While not all experts agree on the potential of this particular procedure to delay menopause (and indeed, it has not been approved in the U.S. for this kind of use case), experts say treatments for the debilitating symptoms of menopause are long overdue. “Menopause is not a good thing for most women. It can bring quite a lot of symptoms that are very unpleasant,” says Norbert Gleicher, M.D., a reproductive endocrinologist and OB/GYN at the Center for Human Reproduction. “We as doctors need to address what menopause means to women.”
Fortunately, ovarian grafts aren’t the only treatment that promises to potentially delay menopause—or at least its debilitating symptoms. In fact, some cutting-edge technology even has the potential to make menopause a thing of the past.
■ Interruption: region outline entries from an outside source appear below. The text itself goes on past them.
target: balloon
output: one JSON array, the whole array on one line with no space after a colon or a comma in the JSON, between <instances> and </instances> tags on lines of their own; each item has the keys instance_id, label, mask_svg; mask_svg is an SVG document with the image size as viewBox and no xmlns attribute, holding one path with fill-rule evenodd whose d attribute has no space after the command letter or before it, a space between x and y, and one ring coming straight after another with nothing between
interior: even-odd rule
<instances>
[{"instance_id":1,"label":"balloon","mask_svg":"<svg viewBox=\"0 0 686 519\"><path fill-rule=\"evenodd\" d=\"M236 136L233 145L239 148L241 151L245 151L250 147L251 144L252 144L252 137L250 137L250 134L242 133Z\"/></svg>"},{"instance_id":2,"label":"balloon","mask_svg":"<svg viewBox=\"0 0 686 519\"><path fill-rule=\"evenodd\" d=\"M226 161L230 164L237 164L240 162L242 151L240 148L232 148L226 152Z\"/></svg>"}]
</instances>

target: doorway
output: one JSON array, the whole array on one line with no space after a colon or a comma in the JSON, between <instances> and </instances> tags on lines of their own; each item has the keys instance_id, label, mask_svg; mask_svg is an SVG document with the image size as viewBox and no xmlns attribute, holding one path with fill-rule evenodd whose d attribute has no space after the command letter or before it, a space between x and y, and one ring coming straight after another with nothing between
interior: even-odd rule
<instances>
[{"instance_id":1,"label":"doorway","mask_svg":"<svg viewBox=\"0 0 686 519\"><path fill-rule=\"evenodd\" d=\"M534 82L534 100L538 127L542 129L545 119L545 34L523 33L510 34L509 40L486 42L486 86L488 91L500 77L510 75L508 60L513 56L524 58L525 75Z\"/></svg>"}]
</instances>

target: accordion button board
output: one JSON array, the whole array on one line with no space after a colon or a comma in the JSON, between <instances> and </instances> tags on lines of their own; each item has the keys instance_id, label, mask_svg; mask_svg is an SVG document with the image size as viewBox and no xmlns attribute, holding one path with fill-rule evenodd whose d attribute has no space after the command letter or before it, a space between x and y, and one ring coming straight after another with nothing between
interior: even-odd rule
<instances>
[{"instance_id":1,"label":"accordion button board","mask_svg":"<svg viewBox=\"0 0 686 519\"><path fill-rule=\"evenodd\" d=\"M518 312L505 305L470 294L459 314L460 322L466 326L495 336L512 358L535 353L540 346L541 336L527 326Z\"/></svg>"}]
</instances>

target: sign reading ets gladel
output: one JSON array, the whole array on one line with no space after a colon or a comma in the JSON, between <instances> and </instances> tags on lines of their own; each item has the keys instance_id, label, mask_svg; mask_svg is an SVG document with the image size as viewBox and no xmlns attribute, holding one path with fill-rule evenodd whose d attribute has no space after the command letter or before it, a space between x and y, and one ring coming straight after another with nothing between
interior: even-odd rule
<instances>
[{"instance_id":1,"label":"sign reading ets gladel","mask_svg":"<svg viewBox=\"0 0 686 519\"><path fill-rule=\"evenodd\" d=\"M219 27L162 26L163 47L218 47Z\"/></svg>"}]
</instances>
Delaying menopause may come with some (theoretical) health benefits
People with ovaries are born with a set number of eggs (about one million) at birth, says Dr. Christianson. That number gradually decreases over time, until levels start to drop in a person's late 30s and early 40s. Menopause—defined as not having periods for at least a year—is ultimately triggered when a person's eggs are gone, so their ovaries stop producing estrogen and progesterone and make lower levels of testosterone. The average person with a uterus starts menopause at age 51, although that depends on a combination of genetics and lifestyle, says Margaret Nachtigall, M.D., a reproductive endocrinologist and OB/GYN at NYU Langone.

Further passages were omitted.